Let's vote Lutte ouvrière so that the voice of the workers can be heard

Yazdır
Lutte Ouvrière workplace newsletter
June 7, 2021

With the gradual ending of lockdown, it’s time, says the government, to go back to life as it was before. Something that’s indeed reminiscent of yesterday’s world, is the upcoming regional elections and the sight of bourgeois political cliques fighting for positions as if nothing had happened.

But over the past year there's been a global pandemic that has killed millions of people, and there's an economic cris that is putting millions more out of work. In people’s minds, things are not the way they used to be. The government handled the health crisis by lying to the population and putting the interests of companies, i.e. shareholders, before the health of workers. It was obvious. There’s been a whole series of events that workers just won’t forget: from mask shortages to vaccine shortages and, only last week the breakdown of emergency phone numbers.

During a whole night, 10 to 20% of the calls to emergency services (medical, fire, police) were blocked. Because of this, a 28-month-old child in Vendée could not be saved in time. A 63-year-old man in Brittany had to be taken by his wife to A&E, where he died. On Reunion Island, two other deaths are believed to be linked to the breakdown.

Orange, the operator Orange, formerly France Telecom, is responsible for this. As the incumbent operator, it’s in charge of these calls. When an emergency number is dialed, the equipment run by Orange is supposed to automatically take the call and redirect it to the nearest emergency center.
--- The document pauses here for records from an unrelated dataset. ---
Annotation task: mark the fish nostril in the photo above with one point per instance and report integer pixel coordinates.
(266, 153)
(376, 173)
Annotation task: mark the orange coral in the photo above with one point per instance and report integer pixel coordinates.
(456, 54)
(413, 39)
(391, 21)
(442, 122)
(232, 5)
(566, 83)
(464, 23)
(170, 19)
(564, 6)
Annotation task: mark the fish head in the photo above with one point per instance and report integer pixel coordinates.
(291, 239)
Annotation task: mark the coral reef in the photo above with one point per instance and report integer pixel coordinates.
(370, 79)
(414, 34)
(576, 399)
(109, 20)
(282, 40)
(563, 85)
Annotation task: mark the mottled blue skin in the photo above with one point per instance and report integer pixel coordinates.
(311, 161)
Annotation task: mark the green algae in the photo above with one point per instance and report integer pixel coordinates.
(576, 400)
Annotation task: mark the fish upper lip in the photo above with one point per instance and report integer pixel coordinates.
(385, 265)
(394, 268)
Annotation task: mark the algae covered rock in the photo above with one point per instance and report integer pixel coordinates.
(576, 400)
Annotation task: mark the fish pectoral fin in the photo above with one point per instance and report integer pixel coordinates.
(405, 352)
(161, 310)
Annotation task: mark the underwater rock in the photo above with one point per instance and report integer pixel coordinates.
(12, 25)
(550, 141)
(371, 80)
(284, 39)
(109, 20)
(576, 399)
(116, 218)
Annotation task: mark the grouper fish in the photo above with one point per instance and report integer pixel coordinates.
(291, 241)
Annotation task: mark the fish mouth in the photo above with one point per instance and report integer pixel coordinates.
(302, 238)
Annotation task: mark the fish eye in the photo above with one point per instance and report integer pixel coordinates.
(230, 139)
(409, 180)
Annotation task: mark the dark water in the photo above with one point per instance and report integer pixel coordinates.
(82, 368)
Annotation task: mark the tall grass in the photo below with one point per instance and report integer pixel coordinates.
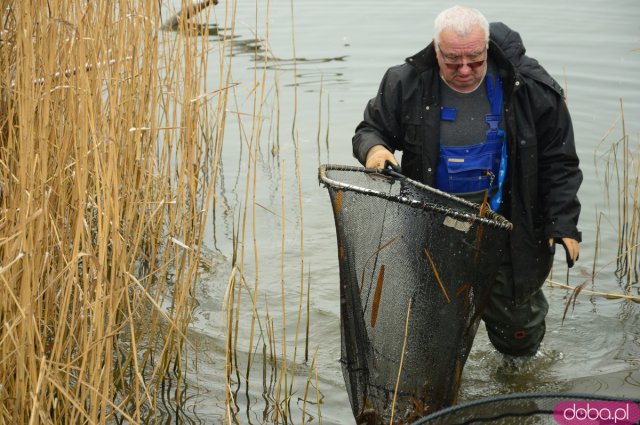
(106, 168)
(622, 179)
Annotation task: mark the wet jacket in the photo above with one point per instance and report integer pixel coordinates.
(543, 173)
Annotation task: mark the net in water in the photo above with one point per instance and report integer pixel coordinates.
(416, 266)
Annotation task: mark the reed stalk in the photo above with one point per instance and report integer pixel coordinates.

However, the equipment is based on the old copper technology that recently left customers without telephone communication for weeks. Following that scandal, Orange had to announce a "copper plan" of 10 million euros. Compared to the billions of euros spent by operators to obtain 5G licenses, this shows that Orange is unconcerned about the maintenance of the technology that it wants to do away with.

Yet for a long time the PTT1 was a reputedly modern public sector enterprise, even compared to what existed in other wealthy countries. But it was dismembered to help SFR, Bouygues, Orange and Free grab the internet and mobile phone markets. They have turned it into a jungle where they accumulate billions of euros in profits every year, imposing exorbitant tariffs while handing over maintenance to myriad subcontractors who don’t feel responsible for anything.

The government made a lot of noise over the scandal. Macron expressed his concern. Castex said important lessons should be learnt. Darmanin lamented what he called unacceptable dysfunctions and summoned the CEO of Orange. As if the state were not the major shareholder of this operator! And as if this and prior governments were not responsible for the decline in this sector! This is yet another failure on the part of the same authorities who failed again and again in their management of the pandemic. This has increased mistrust towards the government and the state. It's time to express that mistrust and to make it clear that the disavowal comes from the workers. The coming regional elections provide such an opportunity.

The workers must make the voice of their social class heard. They must protest against the degradation of services which should be public (hospitals, transport, public facilities) and put forward their class demands. One vote alone will not change their fate. Only explosive and determined social struggles can do that. But an election can be a means to defend and promote a program corresponding to the material and political interests of the working class.

To combat unemployment, work must be redistributed among all who are able to work and with no reduction in wages. To combat inflation, wages and pensions must be increased, and indexed to the cost of living. To combat capitalist domination and the law of profit, workers must impose their control over the economy.

Society would simply collapse without the working class; only the workers can take over and run society in the interests of the whole community. The workers who choose to vote for the Lutte ouvrière lists will show that they are not deceived by the rhetoric of the bourgeois parties. Their vote will express their agreement with a programme based on common sense measures. It will also express the conviction that such indispensable measures can only be imposed by the working class through its own collective mobilization.

1 Founded in 1879, the PTT (“Postes, Télégraphes et Téléphones”, i.e. Mail, Telegraphs and Telephones) was a public service for decades, until it was privatised and split in two (La Poste and France Telecom) in 1990.